Mais, moi, je ne veux pas faire mon point là-dessus, je pense que ça appartient à la population de voir plus tard. Mais, au moins, de grâce, essayez de faire en sorte que les projets de loi que vous amenez, et celui-là en particulier, règlent les problèmes des gens, facilitent leur vie et aussi corrigent les raisons, les causes qui amènent ces gens à l'aide sociale. Or, ça ne semble pas être comme ça, on a des coupures, 412 000 000 $.

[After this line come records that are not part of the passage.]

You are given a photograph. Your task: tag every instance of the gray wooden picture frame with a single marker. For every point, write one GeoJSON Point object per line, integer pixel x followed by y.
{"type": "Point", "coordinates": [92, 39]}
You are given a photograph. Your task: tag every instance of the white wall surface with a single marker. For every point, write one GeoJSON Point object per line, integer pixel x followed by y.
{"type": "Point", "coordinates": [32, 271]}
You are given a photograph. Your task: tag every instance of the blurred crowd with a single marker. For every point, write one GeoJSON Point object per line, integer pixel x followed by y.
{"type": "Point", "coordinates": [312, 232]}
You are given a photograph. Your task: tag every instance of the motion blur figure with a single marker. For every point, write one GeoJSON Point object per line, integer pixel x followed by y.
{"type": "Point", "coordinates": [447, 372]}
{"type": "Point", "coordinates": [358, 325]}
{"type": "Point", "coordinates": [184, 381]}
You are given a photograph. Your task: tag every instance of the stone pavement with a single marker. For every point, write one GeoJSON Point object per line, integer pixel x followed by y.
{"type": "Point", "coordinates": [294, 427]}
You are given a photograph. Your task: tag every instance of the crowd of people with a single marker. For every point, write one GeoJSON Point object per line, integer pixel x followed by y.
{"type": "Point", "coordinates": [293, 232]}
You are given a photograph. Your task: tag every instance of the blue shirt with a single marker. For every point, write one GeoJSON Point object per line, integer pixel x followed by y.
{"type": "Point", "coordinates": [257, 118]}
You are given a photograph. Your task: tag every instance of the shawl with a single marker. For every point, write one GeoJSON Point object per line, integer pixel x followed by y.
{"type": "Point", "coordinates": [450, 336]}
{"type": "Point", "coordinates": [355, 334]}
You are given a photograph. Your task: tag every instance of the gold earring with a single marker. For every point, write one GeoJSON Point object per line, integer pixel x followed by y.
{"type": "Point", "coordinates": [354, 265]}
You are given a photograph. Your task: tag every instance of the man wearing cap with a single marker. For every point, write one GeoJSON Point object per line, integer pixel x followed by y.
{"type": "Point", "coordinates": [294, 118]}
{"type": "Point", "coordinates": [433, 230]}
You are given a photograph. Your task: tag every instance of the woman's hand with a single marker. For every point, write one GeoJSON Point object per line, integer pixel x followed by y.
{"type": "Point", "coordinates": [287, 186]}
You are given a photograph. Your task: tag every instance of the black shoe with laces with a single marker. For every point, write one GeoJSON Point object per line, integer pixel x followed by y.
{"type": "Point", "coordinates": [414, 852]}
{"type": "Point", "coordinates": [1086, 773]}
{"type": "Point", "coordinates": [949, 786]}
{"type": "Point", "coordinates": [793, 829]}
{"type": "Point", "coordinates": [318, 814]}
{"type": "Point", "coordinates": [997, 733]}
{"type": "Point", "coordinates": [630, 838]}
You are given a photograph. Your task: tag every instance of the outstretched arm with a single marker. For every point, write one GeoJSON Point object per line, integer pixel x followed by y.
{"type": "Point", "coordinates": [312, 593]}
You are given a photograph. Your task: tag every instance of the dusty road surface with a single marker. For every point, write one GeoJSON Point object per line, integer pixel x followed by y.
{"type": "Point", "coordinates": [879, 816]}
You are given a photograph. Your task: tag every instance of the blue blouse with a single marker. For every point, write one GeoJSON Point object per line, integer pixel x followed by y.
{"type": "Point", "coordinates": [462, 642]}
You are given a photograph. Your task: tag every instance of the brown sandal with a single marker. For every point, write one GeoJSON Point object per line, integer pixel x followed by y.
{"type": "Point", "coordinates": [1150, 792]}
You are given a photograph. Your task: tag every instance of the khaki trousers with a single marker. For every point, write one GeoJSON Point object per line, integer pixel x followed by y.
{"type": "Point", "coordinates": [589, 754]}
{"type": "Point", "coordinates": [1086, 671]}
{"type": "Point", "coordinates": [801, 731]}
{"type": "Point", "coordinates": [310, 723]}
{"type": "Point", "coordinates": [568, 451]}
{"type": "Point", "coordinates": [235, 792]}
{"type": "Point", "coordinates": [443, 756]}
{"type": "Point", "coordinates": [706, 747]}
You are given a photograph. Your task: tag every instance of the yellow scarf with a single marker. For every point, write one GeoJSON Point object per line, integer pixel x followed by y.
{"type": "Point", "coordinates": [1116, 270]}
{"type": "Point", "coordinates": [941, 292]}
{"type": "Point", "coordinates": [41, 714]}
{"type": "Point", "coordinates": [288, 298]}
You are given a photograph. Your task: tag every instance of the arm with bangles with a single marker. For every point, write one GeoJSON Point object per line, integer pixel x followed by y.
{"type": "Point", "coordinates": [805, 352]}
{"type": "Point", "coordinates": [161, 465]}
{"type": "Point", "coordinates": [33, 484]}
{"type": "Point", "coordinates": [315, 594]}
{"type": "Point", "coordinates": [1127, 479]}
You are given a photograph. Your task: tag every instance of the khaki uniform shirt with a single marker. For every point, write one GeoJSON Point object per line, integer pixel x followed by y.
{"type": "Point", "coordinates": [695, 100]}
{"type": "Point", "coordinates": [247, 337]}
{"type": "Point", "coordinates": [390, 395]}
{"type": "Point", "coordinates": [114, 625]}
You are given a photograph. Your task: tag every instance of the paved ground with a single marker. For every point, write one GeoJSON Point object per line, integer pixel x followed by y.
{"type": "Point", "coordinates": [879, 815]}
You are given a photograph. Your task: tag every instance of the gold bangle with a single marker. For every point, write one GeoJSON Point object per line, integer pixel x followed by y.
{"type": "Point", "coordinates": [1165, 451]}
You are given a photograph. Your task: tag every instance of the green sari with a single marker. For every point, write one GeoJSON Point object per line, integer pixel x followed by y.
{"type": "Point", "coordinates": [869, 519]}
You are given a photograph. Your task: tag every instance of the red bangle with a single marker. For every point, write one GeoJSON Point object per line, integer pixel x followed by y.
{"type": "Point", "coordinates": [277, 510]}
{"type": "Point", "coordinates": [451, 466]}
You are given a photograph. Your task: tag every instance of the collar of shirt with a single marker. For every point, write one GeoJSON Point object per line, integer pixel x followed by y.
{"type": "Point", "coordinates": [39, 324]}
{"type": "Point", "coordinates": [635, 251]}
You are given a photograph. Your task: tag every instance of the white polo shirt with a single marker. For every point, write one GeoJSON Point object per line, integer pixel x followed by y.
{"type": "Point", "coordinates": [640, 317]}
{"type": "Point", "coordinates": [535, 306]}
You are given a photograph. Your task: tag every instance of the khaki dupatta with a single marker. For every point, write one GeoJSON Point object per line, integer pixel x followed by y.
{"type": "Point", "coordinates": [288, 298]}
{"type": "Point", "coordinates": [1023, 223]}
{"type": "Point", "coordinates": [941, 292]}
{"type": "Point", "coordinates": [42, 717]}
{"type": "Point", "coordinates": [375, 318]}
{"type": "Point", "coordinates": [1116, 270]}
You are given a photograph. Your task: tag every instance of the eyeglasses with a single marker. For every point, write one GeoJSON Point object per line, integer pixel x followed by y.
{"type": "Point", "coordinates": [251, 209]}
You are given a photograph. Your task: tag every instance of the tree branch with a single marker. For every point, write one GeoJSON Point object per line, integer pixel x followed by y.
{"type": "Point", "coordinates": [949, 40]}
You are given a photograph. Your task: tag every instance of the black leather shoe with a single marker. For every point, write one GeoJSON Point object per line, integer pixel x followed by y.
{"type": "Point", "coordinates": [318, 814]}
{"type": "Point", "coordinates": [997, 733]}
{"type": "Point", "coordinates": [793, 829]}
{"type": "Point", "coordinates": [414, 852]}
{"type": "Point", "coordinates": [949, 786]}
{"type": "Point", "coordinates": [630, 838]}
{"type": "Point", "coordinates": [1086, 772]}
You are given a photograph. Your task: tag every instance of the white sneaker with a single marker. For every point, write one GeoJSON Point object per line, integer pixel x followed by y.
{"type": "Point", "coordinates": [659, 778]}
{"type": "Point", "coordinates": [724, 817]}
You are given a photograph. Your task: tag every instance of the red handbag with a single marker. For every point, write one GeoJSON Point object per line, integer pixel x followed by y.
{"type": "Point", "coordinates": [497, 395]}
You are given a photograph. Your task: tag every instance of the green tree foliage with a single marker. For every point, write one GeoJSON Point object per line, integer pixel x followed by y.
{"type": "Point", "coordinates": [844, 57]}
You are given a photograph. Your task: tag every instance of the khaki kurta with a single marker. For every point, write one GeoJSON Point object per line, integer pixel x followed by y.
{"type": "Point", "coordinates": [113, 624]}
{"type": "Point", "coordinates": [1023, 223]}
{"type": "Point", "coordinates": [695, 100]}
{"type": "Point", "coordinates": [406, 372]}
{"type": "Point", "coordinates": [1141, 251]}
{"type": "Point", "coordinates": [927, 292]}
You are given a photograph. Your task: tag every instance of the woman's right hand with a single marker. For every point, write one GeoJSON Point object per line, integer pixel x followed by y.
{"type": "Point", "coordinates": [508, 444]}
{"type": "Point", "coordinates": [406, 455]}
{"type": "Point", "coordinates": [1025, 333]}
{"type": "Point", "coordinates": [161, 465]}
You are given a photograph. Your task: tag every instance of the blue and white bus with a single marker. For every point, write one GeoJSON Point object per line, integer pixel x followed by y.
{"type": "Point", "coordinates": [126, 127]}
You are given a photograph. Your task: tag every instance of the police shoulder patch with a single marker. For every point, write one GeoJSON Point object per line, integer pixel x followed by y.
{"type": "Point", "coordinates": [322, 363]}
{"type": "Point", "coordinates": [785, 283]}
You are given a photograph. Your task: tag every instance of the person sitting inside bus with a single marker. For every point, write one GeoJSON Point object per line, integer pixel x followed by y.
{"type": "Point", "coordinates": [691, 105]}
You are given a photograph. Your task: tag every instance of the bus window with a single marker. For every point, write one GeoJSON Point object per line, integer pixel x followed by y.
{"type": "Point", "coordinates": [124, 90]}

On a des gens qui ont de la difficulté à trouver des emplois, des problèmes de formation professionnelle, puis je ne parle pas de la grosse formation, là, je parle de la petite formation. On ne voit pas de solution, on ne voit pas d'avenir, on ne voit pas de lucarne, de lumière, avec ce projet de loi là, pour les gens, et je dois le déplorer, je dois le regretter. Alors, je souhaite que, dans la suite des travaux qui vont venir – il va y avoir des discussions en commission parlementaire, enfin toutes sortes de choses comme ça – les parlementaires puissent le bonifier, le regarder avec une grande ouverture et faire en sorte que, lorsqu'il va revenir devant nous, bien sûr, on ait des solutions plus intéressantes et plus attrayantes pour les Québécois et pour la société québécoise.

Le Vice-Président (M. Brouillet): Je vous remercie, M. le député de LaFontaine.

Ceci met fin à nos débats pour la séance d'aujourd'hui. Nous allons ajourner à demain matin, 10 heures.